Dogs are permitted at Lane Poole Reserve, as long as they’re leashed. There are plenty of walking options here for you and your furry ones, including the 9km King Jarrah Track. This five hour walk is sure to give your dog a great workout with the highlight being the 250-year-old tree, the King Jarrah.
Lane Poole Reserve also has several fantastic campsites, which all permit dogs and is an ideal getaway for a weekend.
For more information about Lane Pool Reserve, click here.
Railway Reserve Heritage Trail
The Railway Reserves Heritage Trail is a 59km trail that retraces the old Eastern Railway that linked Fremantle to York in the 1880s. The Heritage Trail passes through several towns, including Mundaring, Hovea and Parkerville and provides spectacular views as well as historical points of interest.
The trail starts from Bellevue, the most western point, to Wooroloo with several access points along the way to join the trail. Alternatively, there’s also an option to complete a 41km loop trail. The trail takes a few days to complete, but can also be done section by section.
Dogs are permitted everywhere along the track except for the section through John Forrest National Park.
For more information about the Railway Heritage Trail, click here.
Ellis Brook Valley, Gosnells
There are two great reasons to visit Ellis Brook Valley. One, it’s the richest wildflower location in the Perth Metropolitan area and two, it’s home to the stunning Sixty Foot Falls for both you and your dog to enjoy.
There are four walk trails of varying length and difficulty level. The highlight though has to be the steep ascent to the top of the waterfall.

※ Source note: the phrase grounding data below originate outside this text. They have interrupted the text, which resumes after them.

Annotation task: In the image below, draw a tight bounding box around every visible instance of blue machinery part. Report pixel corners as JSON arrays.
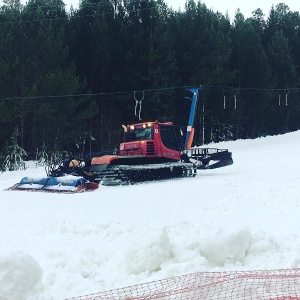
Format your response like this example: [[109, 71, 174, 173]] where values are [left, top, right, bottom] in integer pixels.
[[10, 175, 87, 192], [184, 87, 202, 149]]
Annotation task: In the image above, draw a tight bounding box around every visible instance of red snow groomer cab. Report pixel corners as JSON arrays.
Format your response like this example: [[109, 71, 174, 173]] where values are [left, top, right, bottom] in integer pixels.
[[120, 121, 183, 161]]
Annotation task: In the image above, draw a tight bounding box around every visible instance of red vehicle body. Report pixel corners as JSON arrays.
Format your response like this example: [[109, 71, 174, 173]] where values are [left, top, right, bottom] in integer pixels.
[[90, 121, 186, 171]]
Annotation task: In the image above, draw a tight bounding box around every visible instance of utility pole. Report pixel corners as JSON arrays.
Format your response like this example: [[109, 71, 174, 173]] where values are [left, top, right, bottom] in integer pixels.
[[202, 94, 205, 145]]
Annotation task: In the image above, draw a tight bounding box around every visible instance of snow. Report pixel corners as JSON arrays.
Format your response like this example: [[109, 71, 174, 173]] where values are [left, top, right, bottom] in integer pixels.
[[1, 131, 300, 299]]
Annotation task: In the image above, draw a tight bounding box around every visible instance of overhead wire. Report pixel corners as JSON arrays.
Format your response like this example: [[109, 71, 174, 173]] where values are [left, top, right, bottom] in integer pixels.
[[0, 86, 181, 102], [0, 85, 299, 102]]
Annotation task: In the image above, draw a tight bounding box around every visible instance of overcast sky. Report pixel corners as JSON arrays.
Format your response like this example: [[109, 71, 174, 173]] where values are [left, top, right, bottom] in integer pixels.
[[60, 0, 300, 19], [165, 0, 300, 19], [0, 0, 299, 19]]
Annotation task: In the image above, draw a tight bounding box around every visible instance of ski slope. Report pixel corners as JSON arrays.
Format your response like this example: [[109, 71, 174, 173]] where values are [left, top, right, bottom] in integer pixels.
[[1, 131, 300, 300]]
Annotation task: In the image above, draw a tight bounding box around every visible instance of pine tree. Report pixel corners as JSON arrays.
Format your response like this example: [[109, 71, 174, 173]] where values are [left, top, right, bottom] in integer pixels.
[[2, 128, 27, 171], [267, 30, 300, 133]]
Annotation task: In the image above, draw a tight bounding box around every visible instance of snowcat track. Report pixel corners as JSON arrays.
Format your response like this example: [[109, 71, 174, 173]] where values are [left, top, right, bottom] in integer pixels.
[[97, 163, 197, 186]]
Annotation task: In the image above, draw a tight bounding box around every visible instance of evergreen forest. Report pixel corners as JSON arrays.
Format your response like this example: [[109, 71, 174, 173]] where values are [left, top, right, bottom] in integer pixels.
[[0, 0, 300, 165]]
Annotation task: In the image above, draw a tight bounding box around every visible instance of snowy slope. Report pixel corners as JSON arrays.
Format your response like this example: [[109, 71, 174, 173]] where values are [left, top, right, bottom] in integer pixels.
[[1, 131, 300, 300]]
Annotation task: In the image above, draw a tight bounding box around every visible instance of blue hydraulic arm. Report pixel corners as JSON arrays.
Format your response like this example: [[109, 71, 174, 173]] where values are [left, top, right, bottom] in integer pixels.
[[184, 87, 202, 149]]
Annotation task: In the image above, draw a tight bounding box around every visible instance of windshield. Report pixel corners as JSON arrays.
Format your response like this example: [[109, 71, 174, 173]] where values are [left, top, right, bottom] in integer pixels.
[[125, 127, 153, 142]]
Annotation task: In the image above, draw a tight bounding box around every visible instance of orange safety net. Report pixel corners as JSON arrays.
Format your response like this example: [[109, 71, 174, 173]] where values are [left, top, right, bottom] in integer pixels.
[[65, 268, 300, 300]]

Ellis Brook Valley is located in the city of Gosnells and is part of the Banyowla Regional park.
For more information about Ellis Brook Valley, click here.
Kwinana Loop Trail
This is a relatively new trail that loops around the outskirts of Kwinana with excellent views of Cockburn Sound and Kwinana City. The 21km Kwinana Loop Trail has plenty of hills and twists to give even the fittest dogs a good workout. Get your dog panting all the way up to Chalk Hill Lookout for panoramic views of the surrounding areas.
The trail is designed for walkers and mountain bikers, so keep dogs leashed to avoid any collisions between bike and dog.
For more information about the Kwinana Loop Trail, click here.
Whistlepipe Gully Walk
This is a lovely walk along the Whistlepipe Gully located in Mundy Regional Park in the Perth hills. Particularly pretty during wildflower season, the Whistlepipe Gully Walk also takes you past the ruins of what looked like an interesting architectural project.
This is a relatively easy walk but there are a few slippery sections across the rocks to be wary of.
The Gully can be accessed from Kalamunda along Orange Valley Road, or off Lewis Road in Forrestfield.
For more information about Whistlepipe Gully, click here.
Located on Cathedral Drive in Brigadoon, Bells Rapids is a wonderful spot for a walk and picnic along the Swan River.
There’s a 5.5km circuit trail that crosses the wooden walk bridge and gives the best vantage point to see the Bells Rapids. See this blog post here for more details about Bells Rapids.
Why can’t I take my dog to a National Park
On a closing note, a quick reminder about why dog’s are not allowed in National Parks. It can be frustrating for dog owners, however remember that these areas are here to protect native wildlife and provide refuge for many species that are rare or endangered. Dogs and other pets unfortunately cause a disturbance to vulnerable wildlife and native species.